James has played 108 minutes in the series – and scored 108 points. As Brown said, stay out of the way.
“He is making so many special plays,” teammate Mo Williams said, while meeting with the media on a patio at the team’s luxury hotel in Atlanta. “We just try to give him some space.”
While James’ performance in a 97-82 victory Saturday night didn’t quite reach the level of his 48-point effort against Detroit in the 2007 Eastern Conference finals – that was the one where he scored his team’s last 25 points in a double-overtime victory, on the way to Cleveland’s first appearance in the NBA Finals – it certainly ranked in the top five.
James was 15-of-25 shooting, including 5-of-10 from 3-point range. He drew one foul after another and was 12-of-16 at the free-throw line (compared with Atlanta’s 7-of-11). He led all rebounders with 12, leading the Cavaliers to a mammoth 46-23 edge on the boards.
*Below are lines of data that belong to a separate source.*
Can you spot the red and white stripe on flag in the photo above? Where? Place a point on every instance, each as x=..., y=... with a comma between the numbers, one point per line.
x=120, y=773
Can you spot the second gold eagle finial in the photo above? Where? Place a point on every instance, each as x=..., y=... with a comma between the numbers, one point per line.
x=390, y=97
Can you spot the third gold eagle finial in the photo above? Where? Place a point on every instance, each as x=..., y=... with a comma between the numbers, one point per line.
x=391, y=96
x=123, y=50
On those rare occasions when he couldn’t create a shot of his own, he had eight assists. He also had a steal and a blocked shot.
It sure looked like fun.
“I’m always having fun,” James said. “I love the game with a passion.”
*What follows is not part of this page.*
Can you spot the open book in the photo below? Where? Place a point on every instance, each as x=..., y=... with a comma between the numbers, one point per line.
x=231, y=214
Amazingly for someone who had the ball in his hands so much, he turned it over all of one time.
“Our guys did the best they could to guard him,” said Hawks guard Flip Murray, a former Sonics player. “But when you’re hitting shots like that, it’s hard for anyone to guard.”
Murray is a former Cavaliers teammate, but this isn’t the King James he remembers.
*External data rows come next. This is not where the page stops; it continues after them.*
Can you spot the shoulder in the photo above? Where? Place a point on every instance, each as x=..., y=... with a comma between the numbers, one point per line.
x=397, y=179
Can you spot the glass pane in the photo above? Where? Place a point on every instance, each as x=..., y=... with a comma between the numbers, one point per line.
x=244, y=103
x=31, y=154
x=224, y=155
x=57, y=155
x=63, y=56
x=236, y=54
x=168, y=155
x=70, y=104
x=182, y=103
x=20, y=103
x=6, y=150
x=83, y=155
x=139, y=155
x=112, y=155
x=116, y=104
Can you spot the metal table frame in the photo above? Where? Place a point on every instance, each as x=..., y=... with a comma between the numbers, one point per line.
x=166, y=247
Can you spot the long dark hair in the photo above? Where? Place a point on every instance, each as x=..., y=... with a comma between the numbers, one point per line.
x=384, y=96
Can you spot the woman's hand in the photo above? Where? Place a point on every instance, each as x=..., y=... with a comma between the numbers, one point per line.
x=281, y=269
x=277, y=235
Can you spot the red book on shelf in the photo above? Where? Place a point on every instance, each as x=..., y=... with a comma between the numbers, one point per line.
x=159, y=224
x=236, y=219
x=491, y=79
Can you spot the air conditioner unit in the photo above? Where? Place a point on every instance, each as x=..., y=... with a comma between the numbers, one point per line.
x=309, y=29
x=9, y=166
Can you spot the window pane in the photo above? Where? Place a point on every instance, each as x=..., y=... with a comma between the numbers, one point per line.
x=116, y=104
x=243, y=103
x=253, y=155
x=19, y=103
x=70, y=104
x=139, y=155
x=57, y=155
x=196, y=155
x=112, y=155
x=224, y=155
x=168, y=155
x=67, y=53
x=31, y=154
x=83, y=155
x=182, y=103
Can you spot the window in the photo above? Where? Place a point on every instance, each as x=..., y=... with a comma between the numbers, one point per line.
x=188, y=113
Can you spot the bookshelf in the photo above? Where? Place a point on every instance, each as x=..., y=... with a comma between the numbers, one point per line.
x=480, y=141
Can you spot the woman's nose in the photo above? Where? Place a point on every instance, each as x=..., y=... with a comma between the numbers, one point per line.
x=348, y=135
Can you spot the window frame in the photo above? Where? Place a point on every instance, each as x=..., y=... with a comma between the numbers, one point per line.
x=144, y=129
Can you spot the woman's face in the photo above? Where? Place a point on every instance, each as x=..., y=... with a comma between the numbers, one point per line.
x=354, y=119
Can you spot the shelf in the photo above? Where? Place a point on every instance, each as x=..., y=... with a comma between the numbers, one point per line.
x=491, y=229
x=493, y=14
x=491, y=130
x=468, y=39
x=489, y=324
“He’s matured a lot since I was there with him,” Murray said.
The Hawks tried to guard James with two or three players, but it really didn’t matter. Once he pulled up at the top of the key, a good five feet shy of the 3-point line, and hoisted a shot before Atlanta had time to react.
A couple of times, he dribbled past all five players on the home team, weaving this way and that as though he were a catch-me-if-you-can point guard – not a 6-foot-8, 250-pounder. The result was the same.
“When he’s really got it going,” Williams said, “it doesn’t matter how many players are on him.”
Forget about the play
When the Dallas Mavericks went over game film from Saturday’s 106-105 loss to Denver, there was one key play missing from the highlights.
Missing was Dallas’ Antoine Wright bumping Carmelo Anthony in an obvious attempt to draw a foul, then bumping him again, yet not drawing a whistle. Anthony then made a 3-pointer with one second to go to win the game for Denver.
“We’re not going to get that last play back, so just by watching it doesn’t do us any good,” Mavs star Dirk Nowitzki said.